In between sections are short treatises on rooks, on how they figure in mythologies and information on their habits.
Bellman & Black is the much-awaited second novel from Diane Setterfield, author of The Thirteenth Tale. Many people loved that book’s combination of Victorian Gothic within a framework of modernity, and her ability to recreate a world long gone. Setterfield is an excellent writer, and once again she has managed to skillfully recreate the Victorian era. Readers will learn much about the workings of a woolen mill, all the different areas from carding to dyeing, why a water wheel was necessary, and more.
However, to be honest, Bellman & Black doesn’t achieve the sense of dread and mystery that it promises. Setterfield is as always an excellent writer, and it’s not the book isn’t interesting. We are supposed to believe that when William Bellman killed that rook, he doomed all those nearest and dearest to himself to death, but the fact is that death is and always has been common to man, and that in the era before modern medicine and modern hospitals whole families did die of plague and people did die from falling off horses and too much alcohol combined with cold nights.

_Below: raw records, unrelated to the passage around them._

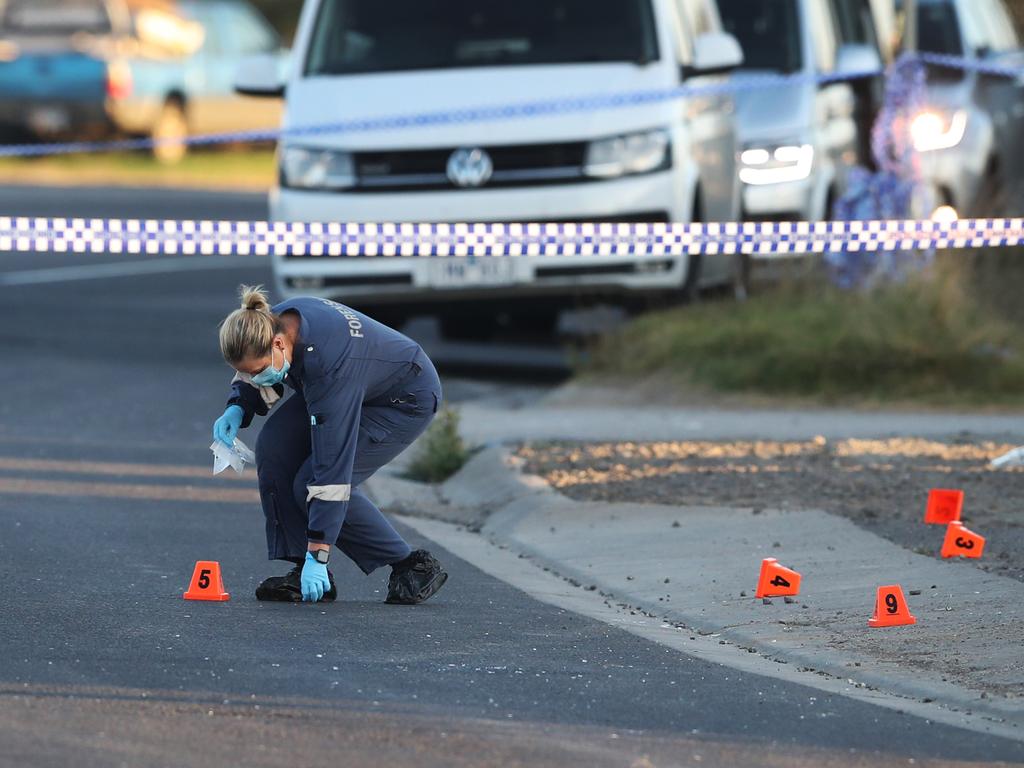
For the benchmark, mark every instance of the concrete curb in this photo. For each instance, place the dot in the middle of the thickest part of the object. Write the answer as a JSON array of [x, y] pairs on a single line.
[[491, 496]]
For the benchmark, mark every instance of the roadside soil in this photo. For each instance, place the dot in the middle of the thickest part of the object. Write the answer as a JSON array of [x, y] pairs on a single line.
[[880, 484]]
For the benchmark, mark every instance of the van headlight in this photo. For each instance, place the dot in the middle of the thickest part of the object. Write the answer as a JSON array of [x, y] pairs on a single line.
[[933, 130], [776, 164], [316, 169], [629, 155]]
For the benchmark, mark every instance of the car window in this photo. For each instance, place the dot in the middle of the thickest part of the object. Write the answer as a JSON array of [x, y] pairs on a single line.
[[768, 31], [55, 16], [999, 36], [700, 16], [938, 28], [205, 14], [368, 36], [856, 23], [824, 34], [249, 32]]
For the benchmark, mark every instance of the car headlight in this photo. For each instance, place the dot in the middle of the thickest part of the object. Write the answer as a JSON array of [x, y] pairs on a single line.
[[934, 130], [632, 154], [776, 165], [316, 169]]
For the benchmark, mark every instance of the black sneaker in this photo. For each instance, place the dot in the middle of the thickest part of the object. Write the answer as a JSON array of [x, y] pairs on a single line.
[[415, 579], [288, 589]]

I’m not trying to be harsh, just give you a realistic view of the book. For me, it didn’t ultimately fulfill its goal, but I continue to admire Setterfield as a writer and look forward to whatever she produces next.

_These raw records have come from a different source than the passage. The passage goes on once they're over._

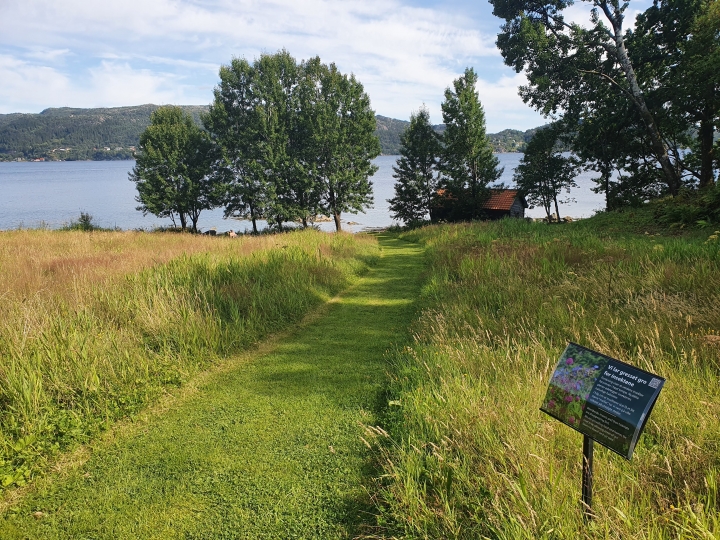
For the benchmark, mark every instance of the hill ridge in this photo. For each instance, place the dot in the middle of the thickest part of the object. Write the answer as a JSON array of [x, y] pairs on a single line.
[[108, 133]]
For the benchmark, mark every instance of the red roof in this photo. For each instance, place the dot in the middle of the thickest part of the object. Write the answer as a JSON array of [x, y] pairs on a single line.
[[502, 199]]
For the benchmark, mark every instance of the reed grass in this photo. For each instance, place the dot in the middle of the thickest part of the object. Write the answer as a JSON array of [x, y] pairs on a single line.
[[97, 325], [468, 454]]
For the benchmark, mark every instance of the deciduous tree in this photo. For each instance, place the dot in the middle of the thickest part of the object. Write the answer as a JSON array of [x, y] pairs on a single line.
[[173, 169], [416, 170], [468, 164], [543, 172]]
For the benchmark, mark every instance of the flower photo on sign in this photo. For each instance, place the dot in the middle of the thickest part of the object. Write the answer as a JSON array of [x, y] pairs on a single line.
[[571, 384]]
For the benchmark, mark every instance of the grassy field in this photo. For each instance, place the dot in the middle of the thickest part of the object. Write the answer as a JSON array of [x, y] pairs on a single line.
[[98, 325], [469, 455], [267, 446]]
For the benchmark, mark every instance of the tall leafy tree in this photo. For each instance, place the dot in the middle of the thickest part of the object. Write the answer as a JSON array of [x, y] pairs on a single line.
[[416, 170], [564, 62], [677, 44], [543, 172], [344, 143], [235, 121], [173, 169], [298, 139], [468, 164]]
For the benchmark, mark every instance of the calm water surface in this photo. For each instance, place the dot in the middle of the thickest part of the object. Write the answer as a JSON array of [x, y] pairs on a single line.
[[52, 194]]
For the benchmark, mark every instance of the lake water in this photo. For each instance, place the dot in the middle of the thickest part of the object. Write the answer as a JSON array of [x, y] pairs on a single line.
[[51, 194]]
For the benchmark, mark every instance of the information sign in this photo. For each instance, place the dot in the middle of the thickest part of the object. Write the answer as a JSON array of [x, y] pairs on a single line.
[[601, 397]]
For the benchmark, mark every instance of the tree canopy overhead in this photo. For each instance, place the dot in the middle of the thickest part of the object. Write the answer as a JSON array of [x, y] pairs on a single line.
[[585, 74]]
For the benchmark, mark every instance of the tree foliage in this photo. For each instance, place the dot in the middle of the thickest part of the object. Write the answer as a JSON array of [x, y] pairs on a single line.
[[297, 139], [467, 164], [416, 170], [173, 169], [543, 172], [637, 98]]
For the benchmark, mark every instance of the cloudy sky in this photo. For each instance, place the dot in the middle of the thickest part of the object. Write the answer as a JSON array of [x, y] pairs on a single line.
[[85, 53]]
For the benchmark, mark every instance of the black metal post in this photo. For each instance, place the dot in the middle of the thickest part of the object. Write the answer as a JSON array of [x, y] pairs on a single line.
[[587, 476]]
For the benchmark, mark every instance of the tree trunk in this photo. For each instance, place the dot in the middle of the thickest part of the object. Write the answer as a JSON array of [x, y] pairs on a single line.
[[707, 178], [672, 179]]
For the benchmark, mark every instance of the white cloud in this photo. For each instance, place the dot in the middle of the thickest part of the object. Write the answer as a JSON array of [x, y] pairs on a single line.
[[24, 83], [137, 51]]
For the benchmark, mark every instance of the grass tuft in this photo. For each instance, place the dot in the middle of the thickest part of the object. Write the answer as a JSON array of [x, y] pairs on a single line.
[[469, 454], [97, 325]]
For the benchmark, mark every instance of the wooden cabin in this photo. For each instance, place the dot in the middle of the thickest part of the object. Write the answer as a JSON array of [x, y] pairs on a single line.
[[502, 203], [505, 203]]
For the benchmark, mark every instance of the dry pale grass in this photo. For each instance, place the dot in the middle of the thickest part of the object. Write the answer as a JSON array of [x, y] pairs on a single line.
[[471, 455], [49, 263], [96, 325]]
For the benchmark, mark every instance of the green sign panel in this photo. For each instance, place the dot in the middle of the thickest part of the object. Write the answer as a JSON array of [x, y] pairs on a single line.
[[601, 397]]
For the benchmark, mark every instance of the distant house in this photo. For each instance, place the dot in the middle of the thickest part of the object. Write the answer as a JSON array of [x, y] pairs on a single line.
[[502, 203], [505, 203]]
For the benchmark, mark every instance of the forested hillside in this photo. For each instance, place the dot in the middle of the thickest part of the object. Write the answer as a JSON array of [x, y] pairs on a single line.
[[113, 133], [73, 134]]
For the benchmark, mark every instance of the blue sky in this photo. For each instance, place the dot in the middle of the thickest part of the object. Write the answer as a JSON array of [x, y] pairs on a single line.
[[81, 53]]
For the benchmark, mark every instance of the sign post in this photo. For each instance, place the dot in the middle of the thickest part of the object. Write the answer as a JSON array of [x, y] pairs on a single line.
[[606, 400], [587, 476]]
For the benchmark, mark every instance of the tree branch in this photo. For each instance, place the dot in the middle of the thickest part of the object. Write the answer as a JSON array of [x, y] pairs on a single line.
[[610, 79]]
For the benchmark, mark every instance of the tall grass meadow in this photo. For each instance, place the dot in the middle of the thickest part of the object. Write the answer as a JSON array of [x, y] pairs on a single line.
[[465, 451], [97, 325]]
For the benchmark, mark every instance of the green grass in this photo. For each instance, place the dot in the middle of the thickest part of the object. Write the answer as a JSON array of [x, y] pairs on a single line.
[[270, 446], [80, 352], [469, 455]]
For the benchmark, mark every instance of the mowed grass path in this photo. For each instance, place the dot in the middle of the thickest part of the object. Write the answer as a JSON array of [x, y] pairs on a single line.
[[270, 448]]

An interesting tidbit — I received an ARC of this book from BookBrowse. Usually they give you 6 weeks to post a review, but about 2 weeks after I received it, I got an email saying that the reviews had been so BAD that they were suspending reviews and not to post anything. So it sits unread on my shelf.
That’s interesting. And so sad. But like Elizabeth said, we can still wait for what might come next.
Good to know. She’s an author who I always would check to see if she had written anything else. I think that second big book is hard sometimes.